Long-Term Time-Course of Strength Adaptation to Minimal Dose Resistance Training Through Retrospective Longitudinal Growth Modeling

Pages 913-930 | Received 15 Sep 2021, Accepted 18 Apr 2022, Published online: 19 May 2022
 

ABSTRACT

Public health guidelines for resistance training emphasize a minimal effective dose intending for individuals to engage in these behaviors long term. However, few studies have adequately examined the longitudinal time-course of strength adaptations to resistance training. Purpose: The aim of this study was to examine the time-course of strength development from minimal-dose resistance training in a large sample through retrospective training records from a private international exercise company. Methods: Data were available for analysis from 14,690 participants (60% female; aged 48 ± 11 years) having undergone minimal-dose resistance training (1x/week, single sets to momentary failure of six exercises) up to 352 weeks (~6.8 years) in length. Linear-log growth models examined strength development over time allowing random intercepts and slopes by participant. Results: All models demonstrated a robust linear-log relationship with the first derivatives (i.e., changes in strength with time) trending asymptotically such that by ~1-2 years strength had practically reached a “plateau.” Sex, bodyweight, and age had minimal interaction effects. However, substantial strength gains were apparent; approximately ~30–50% gains over the first year reaching ~50–60% of baseline 6 years later. Conclusion: It is unclear if the “plateau” can be overcome through alternative approaches, or whether over the long-term strength gains differ. Considering this, our results support public health recommendations for minimal-dose resistance training for strength adaptations in adults.

Acknowledgments

The authors would like to thank Andrew Vigotsky for his insights regarding the statistical modelling approach taken in this study.

Authors contributions

JS, BK, and RR conceived of the study; BK and RR contributed data to the study; JS conducted the statistical analysis; all authors interpreted the findings; JS wrote the first manuscript draft; all authors contributed to revising and approving the final manuscript draft and agree with the order of presentation of authors.

Disclosure statement

Bram Kroeske and Rob Reuters acknowledge their employment by fit20 International BV whose data this study is based upon. James Steele also reports having received honoraria from fit20 International BV in the form of travel and accomodation. The authors claim no other relevant conflicts of interest.

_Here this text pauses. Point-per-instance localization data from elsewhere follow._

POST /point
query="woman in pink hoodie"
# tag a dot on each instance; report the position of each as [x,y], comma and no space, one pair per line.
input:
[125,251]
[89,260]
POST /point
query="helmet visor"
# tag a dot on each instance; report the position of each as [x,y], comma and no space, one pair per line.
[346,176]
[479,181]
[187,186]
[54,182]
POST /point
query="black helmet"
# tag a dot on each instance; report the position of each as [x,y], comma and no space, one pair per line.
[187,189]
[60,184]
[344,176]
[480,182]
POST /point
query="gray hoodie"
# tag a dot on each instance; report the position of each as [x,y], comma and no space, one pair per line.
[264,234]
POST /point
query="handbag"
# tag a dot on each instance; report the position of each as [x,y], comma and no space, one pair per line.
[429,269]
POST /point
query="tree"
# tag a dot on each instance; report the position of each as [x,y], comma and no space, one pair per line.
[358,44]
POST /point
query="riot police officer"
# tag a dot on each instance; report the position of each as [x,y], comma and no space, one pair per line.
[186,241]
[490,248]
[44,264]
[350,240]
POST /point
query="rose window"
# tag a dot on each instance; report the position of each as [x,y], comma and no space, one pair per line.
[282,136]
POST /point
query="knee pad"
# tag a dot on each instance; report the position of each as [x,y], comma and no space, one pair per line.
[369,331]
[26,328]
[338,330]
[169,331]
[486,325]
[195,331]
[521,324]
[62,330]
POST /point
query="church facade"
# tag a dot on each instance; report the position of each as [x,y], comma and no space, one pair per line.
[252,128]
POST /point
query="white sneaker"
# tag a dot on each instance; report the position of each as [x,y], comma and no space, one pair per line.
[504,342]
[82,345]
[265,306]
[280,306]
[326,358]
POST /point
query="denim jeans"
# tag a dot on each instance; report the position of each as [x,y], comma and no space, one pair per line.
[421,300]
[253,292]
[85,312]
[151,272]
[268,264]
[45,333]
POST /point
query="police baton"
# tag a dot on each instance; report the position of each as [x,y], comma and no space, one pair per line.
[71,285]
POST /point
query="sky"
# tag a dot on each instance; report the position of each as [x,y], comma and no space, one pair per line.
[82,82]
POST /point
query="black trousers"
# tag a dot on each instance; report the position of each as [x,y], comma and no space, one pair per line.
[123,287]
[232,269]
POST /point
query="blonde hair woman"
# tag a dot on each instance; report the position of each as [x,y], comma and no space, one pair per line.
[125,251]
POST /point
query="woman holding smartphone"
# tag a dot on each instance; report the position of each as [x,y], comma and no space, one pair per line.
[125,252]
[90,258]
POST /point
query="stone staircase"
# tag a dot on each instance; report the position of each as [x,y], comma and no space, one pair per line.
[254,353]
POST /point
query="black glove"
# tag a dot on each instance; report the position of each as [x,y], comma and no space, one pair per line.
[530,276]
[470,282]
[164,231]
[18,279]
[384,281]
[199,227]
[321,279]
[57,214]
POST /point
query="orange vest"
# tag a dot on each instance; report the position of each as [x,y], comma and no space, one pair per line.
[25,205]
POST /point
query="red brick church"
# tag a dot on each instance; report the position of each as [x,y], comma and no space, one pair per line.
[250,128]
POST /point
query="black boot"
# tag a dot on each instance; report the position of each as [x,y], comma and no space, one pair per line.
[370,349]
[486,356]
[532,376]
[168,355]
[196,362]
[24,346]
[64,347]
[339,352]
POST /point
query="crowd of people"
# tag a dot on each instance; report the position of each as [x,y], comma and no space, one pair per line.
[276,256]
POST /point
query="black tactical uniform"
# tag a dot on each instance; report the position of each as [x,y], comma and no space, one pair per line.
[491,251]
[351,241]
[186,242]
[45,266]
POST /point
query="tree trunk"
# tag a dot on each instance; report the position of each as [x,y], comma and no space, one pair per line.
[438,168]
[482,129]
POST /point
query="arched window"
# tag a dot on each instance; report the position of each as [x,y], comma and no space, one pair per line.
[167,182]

Data availability statement

Data associated with this article is available online at https://osf.io/jn6ay/.

Notes

1 Calculated from in Baker and Newton (Citation2006) as the mean change in bench press strength from the first two years (1998 to 2000) relative to the mean change from the second two years (2000 to 2002) i.e., (141–129.6)/(148.1–141) = 1.6

2 Which Miller et al. (Citation2018) considered changes exceeding a value of d = 0.3, where d = (Δ / SDpooled)

3 The year 2009 was the first year that facilities opened and began collecting data in the cloud and as such some retrospectively entered data from paper records prior to this may have errors and so was removed. Further, from 2017 onwards the facilities introduced new sensors technology to their exercise devices to provide additional metrics on workout performance. This resulted in some changes to protocols including loads used by trainees. As such we filtered to this date to ensure that the data set was comparable across time with respect to the protocol employed. We intend at some point in the future to separately analyze the dataset from 2017 onwards using the sensor captured data.

4 Where exercises were missed in any given session this was usually due to injury preventing a particular exercise being completed.

5 When exceeding the upper range of the target time under load by ≤10 seconds the load was increased by the smallest increment on the resistance machine which was 2.5 kg, and if >10 seconds it was increased by 5 kg.

6 The two additional datasets included the Open Powerlifting dataset (available from https://openpowerlifting.gitlab.io/opl-csv/introduction.html) and a survey of users of the Reddit forum r/weightroom (available from https://docs.google.com/spreadsheets/u/0/d/1w8Fnx0tDissaB89AsdqXrVvydv-fF2mhha3vDtxWVCY/htmlview). Both datasets used have also been uploaded to the project page on the Open Science Framework (see https://osf.io/jn6ay/).

7 These were modeled separately as we did not have complete case-wise data for all covariates.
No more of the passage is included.